My father’s father, Len Swiss, died twenty-five years ago this Christmas. When we went through his things a few weeks later I found that his coat fit me. I’ve had it in the back of my closet all these years; it has a few small tears that need sewing up, one missing button and one broken one. It’s been one of those sewing projects I never got around to. (Not that I have any skill at tailoring, but I can sew on a button or mend a small tear. Or, heck, if I were a more organized person I could find a friend with better sewing skills or just drop a few dollars at a dry cleaners with a seamster on site, but such small projects tend to be endlessly put off.)
I don’t know why it came into my mind recently, but I pulled it out today. I didn’t wake up this morning with the intention of doing any ancestor work, but in magic as in poetry the rule is simple: work with the inspiration that appears. The tears were smaller than I remembered, not bad enough to keep me from wearing it until they’re fixed.
I was a few weeks shy of twenty-one when he died, and he was a few weeks shy of seventy-nine — my birthday is the day after his, and my father’s is five days before, we sometimes had triple family birthday parties. I knew him as the family patriarch, father to my father, my uncle, and my aunt, grandfather to my cousin, my brother, and me, even as I saw him worn down in the last years of his life by caring for my grandmother through her serious health problems. He knew me as an infant, a boy, a teen, but never really as a man.
I remember him in this coat, just barely, a few mental snapshots.

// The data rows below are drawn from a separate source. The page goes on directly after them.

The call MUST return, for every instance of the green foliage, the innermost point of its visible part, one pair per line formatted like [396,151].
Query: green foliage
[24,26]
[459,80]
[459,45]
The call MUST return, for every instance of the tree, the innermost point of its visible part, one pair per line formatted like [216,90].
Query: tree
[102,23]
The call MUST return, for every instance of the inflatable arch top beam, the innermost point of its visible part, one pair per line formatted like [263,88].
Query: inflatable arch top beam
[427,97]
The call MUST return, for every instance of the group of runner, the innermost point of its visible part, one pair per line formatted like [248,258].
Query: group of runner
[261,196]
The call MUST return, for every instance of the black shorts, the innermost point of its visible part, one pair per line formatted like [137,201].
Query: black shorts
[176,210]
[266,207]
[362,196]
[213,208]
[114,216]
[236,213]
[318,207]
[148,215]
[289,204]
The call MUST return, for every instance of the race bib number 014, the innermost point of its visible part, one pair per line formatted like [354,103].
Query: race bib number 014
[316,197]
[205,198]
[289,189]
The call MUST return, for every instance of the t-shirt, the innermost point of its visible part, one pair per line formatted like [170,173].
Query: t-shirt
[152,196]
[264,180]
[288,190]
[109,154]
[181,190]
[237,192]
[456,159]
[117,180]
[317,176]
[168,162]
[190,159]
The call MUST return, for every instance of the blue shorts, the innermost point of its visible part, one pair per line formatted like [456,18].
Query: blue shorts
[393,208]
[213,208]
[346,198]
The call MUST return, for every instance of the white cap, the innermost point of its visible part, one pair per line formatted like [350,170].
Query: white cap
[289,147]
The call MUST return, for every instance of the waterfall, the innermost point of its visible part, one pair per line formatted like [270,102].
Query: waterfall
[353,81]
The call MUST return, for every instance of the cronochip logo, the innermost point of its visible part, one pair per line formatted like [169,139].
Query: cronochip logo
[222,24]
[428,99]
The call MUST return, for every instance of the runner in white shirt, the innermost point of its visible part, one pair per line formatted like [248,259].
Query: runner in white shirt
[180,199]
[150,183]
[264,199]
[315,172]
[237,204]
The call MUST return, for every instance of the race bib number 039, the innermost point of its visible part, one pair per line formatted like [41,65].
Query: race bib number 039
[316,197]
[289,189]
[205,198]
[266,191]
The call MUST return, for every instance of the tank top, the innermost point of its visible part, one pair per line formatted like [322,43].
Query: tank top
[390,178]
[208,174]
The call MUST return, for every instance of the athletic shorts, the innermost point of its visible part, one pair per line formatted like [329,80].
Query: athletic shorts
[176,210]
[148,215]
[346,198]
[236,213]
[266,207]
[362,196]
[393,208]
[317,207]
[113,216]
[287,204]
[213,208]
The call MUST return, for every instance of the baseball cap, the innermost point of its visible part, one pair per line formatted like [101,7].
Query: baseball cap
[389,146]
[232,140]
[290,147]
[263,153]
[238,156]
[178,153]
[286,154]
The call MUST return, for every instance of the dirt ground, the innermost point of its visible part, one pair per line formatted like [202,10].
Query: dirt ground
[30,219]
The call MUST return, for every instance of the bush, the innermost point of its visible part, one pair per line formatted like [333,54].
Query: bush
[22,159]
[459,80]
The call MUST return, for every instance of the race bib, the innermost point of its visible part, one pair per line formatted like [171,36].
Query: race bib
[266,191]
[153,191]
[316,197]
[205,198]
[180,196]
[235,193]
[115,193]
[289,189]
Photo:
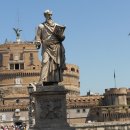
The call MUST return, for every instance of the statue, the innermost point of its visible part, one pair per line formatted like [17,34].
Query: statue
[17,31]
[49,37]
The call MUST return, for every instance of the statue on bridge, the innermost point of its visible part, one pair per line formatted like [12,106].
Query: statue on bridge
[49,37]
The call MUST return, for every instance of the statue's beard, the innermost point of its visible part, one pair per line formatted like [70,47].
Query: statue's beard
[50,22]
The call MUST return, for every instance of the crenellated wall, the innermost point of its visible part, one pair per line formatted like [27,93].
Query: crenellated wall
[115,96]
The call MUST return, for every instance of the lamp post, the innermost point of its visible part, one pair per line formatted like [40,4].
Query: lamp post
[30,91]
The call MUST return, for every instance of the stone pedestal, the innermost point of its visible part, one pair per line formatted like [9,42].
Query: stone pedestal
[50,108]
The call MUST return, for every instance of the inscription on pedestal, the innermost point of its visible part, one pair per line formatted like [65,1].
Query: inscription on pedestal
[52,109]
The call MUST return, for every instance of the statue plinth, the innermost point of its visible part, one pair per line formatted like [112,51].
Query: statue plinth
[50,108]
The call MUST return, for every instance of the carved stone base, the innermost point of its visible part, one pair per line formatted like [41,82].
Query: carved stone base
[50,108]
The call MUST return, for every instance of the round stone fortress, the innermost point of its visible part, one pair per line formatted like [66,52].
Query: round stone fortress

Maybe I left that coat in the closet because I had to grow into it. Of course we’ve grown into very different people; he was father of three, a traditional Polish Catholic, a career officer in the Baltimore City Fire Department, where I’m a single Zen Pagan dilettante. And yet as my father’s father he was a big part of my model of manhood. His gentleness, good humor, readiness to express emotion and yet maintain a calm strength…I like to think I’ve grown into those qualities enough to wear his coat.